Fugas - dicas dos leitores

Bulent Kilic/AFP

Istambul e eu num romance sem guias

Por Ana Vidal Carvalho

As ruas, os mercados, as ruelas e as avenidas não são muito diferentes da nossa Lisboa, menina e moça. Aliás, a uma certa altura não sabia muito bem onde andava, se na bela Lisboa ou num lugar distantes dos meus sonhos.

Estava confusa com as ruas do Bairro Beyoglu, uma vez que são a fotocópia do nosso Bairro Alto, tanto em barulho nocturno como em local de encontro de várias gerações e de diferentes culturas.

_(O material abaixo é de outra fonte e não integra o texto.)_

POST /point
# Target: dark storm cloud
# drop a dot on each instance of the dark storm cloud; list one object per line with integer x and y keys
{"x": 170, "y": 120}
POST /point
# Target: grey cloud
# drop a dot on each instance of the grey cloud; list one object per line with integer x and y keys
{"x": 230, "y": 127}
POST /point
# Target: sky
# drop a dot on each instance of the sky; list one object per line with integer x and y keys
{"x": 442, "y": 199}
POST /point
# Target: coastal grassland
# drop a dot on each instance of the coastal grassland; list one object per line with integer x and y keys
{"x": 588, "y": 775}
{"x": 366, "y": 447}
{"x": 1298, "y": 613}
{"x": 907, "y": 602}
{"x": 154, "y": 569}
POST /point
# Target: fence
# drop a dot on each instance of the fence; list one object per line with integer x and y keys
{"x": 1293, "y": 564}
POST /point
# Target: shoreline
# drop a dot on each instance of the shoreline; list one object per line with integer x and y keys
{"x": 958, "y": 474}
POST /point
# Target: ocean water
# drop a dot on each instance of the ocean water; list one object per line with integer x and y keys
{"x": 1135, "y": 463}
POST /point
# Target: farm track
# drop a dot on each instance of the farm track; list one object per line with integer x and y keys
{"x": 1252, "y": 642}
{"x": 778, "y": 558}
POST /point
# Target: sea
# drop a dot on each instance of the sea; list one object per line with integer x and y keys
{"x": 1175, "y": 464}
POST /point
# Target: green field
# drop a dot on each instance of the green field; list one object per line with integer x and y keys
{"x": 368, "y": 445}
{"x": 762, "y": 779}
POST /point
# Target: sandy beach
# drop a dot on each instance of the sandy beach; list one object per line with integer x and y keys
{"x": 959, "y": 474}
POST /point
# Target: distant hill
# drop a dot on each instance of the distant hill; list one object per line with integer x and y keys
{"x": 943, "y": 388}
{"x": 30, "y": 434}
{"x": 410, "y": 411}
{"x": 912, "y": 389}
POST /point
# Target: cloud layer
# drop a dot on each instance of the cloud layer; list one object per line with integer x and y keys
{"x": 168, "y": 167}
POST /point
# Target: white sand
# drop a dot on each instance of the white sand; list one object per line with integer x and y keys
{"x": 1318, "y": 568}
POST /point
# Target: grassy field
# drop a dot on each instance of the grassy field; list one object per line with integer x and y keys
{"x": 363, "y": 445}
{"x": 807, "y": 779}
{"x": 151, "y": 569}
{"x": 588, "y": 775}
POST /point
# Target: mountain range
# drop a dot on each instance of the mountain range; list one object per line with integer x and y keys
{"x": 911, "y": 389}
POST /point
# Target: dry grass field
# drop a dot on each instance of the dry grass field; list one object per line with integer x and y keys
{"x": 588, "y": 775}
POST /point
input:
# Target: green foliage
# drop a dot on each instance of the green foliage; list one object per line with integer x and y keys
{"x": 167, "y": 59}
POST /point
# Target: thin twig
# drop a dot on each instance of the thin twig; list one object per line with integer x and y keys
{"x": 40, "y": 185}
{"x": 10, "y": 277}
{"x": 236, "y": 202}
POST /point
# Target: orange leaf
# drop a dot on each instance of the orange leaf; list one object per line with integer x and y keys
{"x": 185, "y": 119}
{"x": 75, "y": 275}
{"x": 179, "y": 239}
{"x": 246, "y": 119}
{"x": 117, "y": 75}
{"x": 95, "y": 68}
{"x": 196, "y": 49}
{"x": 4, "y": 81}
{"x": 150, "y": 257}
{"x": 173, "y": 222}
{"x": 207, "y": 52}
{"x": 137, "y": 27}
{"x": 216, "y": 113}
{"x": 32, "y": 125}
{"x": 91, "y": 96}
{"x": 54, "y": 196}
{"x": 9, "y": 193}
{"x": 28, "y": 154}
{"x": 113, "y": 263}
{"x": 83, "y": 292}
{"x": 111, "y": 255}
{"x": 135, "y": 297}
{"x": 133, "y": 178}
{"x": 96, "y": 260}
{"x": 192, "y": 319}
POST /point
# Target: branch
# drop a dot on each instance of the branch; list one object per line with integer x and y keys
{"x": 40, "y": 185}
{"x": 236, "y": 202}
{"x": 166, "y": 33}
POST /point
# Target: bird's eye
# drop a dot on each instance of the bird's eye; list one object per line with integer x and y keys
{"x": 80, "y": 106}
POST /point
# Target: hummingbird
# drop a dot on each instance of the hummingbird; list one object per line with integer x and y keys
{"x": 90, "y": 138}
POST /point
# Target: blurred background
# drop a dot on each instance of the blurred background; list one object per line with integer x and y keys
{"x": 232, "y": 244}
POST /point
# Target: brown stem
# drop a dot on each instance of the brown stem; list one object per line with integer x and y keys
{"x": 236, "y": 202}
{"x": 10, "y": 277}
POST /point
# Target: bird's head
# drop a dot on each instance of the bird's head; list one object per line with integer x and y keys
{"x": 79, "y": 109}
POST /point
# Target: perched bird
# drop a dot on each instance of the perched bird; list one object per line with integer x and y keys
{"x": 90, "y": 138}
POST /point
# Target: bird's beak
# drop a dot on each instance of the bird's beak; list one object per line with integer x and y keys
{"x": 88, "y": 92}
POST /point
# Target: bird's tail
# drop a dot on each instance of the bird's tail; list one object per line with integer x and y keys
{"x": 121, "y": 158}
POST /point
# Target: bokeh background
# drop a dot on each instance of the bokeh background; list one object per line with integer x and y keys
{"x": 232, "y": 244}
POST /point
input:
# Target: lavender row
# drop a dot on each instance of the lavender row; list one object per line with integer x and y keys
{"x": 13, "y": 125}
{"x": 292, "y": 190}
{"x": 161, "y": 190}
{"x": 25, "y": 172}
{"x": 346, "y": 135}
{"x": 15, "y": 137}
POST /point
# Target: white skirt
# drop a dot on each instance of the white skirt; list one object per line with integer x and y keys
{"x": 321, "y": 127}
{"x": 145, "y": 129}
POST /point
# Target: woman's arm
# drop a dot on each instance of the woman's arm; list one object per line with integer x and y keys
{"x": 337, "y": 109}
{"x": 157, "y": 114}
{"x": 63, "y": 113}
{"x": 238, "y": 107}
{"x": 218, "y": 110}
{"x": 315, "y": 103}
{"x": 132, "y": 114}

Só as vozes que ecoavam nos minaretes a horas certas, as mulheres de lenço na cabeça e o cheiro dos cachimbos de água relembravam-me que estava na cidade antiga de Constantinopla, capital de três antigos impérios, e então abria o coração à magia oriental que ressoava em mim.

Destes dias em que andei bem longe dos guias e mapas turísticos, os mesmos que tornam qualquer cidade objecto de decoração sem ânimo, encontrei uma Istambul que somente esperava ser contemplada com todos os nossos sentidos. Tal aconteceu quando andei perdida nos mercados de especiarias e nos arruamentos estreitos, caí num enfeitiçamento pelas pessoas que fazem de Istambul o cenário perfeito das estórias das mil e uma noites. Fiquei com o corpo e com a alma rendidos a um mundo que para nós está tantas vezes distante.

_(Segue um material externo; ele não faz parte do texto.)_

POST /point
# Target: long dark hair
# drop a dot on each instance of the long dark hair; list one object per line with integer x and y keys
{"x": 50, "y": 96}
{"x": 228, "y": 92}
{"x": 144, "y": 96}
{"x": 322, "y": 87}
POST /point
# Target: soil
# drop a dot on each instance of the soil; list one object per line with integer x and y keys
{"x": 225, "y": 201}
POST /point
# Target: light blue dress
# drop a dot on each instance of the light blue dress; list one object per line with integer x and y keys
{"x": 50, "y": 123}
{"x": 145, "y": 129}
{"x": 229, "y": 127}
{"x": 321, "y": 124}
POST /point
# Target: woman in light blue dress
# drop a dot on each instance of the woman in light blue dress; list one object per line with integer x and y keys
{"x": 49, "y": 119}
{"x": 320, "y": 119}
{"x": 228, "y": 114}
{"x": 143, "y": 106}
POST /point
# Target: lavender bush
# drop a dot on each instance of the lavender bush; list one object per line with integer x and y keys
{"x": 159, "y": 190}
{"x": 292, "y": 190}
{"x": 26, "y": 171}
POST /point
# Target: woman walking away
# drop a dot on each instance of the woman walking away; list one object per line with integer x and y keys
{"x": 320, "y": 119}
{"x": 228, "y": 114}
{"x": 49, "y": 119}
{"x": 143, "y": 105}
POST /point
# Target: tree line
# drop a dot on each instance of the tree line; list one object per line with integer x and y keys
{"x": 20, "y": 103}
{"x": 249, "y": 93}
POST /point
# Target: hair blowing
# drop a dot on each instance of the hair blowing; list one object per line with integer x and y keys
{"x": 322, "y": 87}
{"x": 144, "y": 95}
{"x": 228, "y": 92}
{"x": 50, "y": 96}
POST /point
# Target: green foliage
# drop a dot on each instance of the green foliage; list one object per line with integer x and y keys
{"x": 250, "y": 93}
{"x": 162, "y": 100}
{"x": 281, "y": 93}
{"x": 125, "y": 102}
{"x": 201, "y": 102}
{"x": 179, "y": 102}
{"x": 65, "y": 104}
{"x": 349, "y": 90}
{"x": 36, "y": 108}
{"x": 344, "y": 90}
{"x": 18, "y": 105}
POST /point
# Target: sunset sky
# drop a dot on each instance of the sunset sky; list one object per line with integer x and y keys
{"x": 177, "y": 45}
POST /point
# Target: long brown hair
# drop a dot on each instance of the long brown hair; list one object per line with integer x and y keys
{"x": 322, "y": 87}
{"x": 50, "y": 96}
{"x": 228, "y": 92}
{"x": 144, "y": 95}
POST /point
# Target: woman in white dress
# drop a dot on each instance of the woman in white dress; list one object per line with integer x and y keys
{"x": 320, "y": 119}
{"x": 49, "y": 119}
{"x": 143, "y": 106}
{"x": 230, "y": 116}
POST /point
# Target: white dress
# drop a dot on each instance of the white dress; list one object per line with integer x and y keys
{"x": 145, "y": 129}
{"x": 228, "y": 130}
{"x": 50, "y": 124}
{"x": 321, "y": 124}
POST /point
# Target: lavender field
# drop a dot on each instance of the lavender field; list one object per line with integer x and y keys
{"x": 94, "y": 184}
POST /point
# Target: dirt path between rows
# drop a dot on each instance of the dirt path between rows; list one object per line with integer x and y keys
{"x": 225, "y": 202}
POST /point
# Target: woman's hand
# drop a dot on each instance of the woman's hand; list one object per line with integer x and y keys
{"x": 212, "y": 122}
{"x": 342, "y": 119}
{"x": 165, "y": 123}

Só vale a pena viver uma cidade se esta for contemplada de uma forma autêntica — andar de transportes públicos, estar em filas para comprar pão, ajudar uma pessoa ao nosso lado, cheirar as comidas que são confeccionadas na rua, ouvir as palavras dos vendedores que se repetem vezes sem conta na esperança que alguém as ouça, esperar pelo autocarro, entrar no autocarro errado e logo parar para sair na primeira paragem, seguir a linha do eléctrico porque sabemos que nos leva a algum lado, olhar e ver as crianças a brincar, desconhecer em que ruas estamos mas mesmo assim andar com confiança, regatear o preço em português ou em turco ou em outra qualquer língua previamente adaptada, pois tudo vale, a compra é somente um pormenor e regatear uma arte. A isto e muito mais, chamo eu estar na cidade.

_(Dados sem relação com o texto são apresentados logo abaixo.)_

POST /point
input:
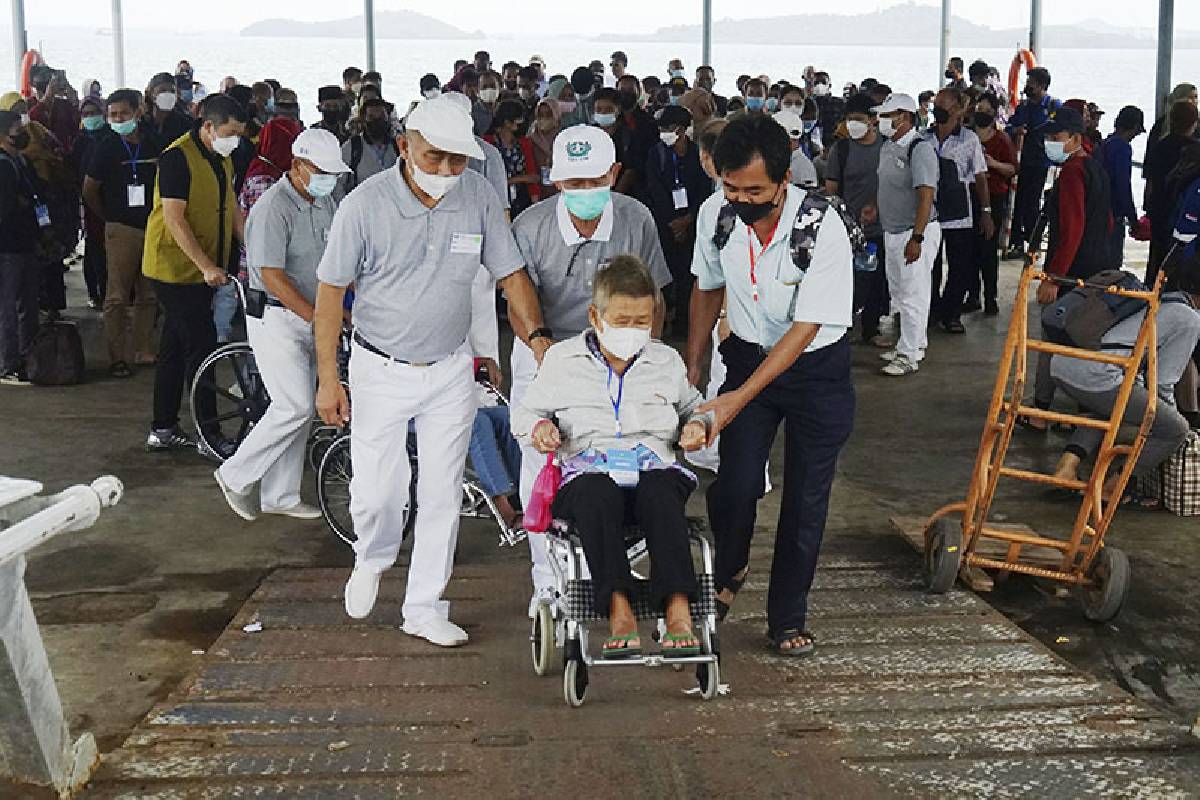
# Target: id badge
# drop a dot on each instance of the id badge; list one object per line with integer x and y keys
{"x": 681, "y": 198}
{"x": 623, "y": 468}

Por norma não gosto de viver o que os outros viveram e escreveram, gosto de os ler, admiro-os e confesso que muitas vezes são inspiradores, (claro que Um Crime no Expresso do Oriente estava dentro da mala). Contudo, o detalhe faz a diferença, faz-me essencialmente sentir viva! E sentir-me viva é andar nas artérias da cidade, onde realmente se encontra a cultura, o tradicional, o típico, as gentes e as suas estórias pessoais. Em Istambul é fácil encontrar esses detalhes, pois em todos os cantos, em todas as esquinas, existe uma lembrança do passado, dos impérios, das guerras, dos sultões e de pessoas que por ali passaram deixando cair acidentalmente sonhos e esperanças …

Istambul é, como sabemos a cidade-fronteira. Todavia, tem uma outra particularidade: um sublime e excepcional pôr do sol. Agora que sou eu a escrever, penso que não existem palavras para o decifrar (ou pelo menos, eu não tenho as mais acertadas). É um cor-de-rosa suave, misturado com um azul celeste que se combina numa dança fenomenal para os sentidos. Se pararmos um pouco será fácil ouvir os passos desta dança de cores, ambas movem-se lentamente mergulhando por entre as casas amontoadas que se perdem da vista ao logo do Bósforo, onde sobressaem os minaretes das mesquitas.

Se estivermos na ponte Galata Koprusu, que une as duas margens do Corno do Ouro, então teremos a certeza de como é o paraíso — pelo menos a nível de cores. Tal ponte é o camarote principal deste espectáculo celestial que no final de dia concentra centenas de pescadores que mostram a sua paciência e valentia. Amontoam-se nos lados extremos da ponte, fazem-me lembrar as velhas estórias tradicionais, onde os pescadores são caçadores astutos de tesouros! Ali os tesouros resumem-se a uns peixes minúsculos que quando apanhados ficam a nadar dentro de uns garrafões de água até perderem o fôlego. É no meio deste cenário que o sol sai devagarinho de cena, dando lugar a uma lua gigante …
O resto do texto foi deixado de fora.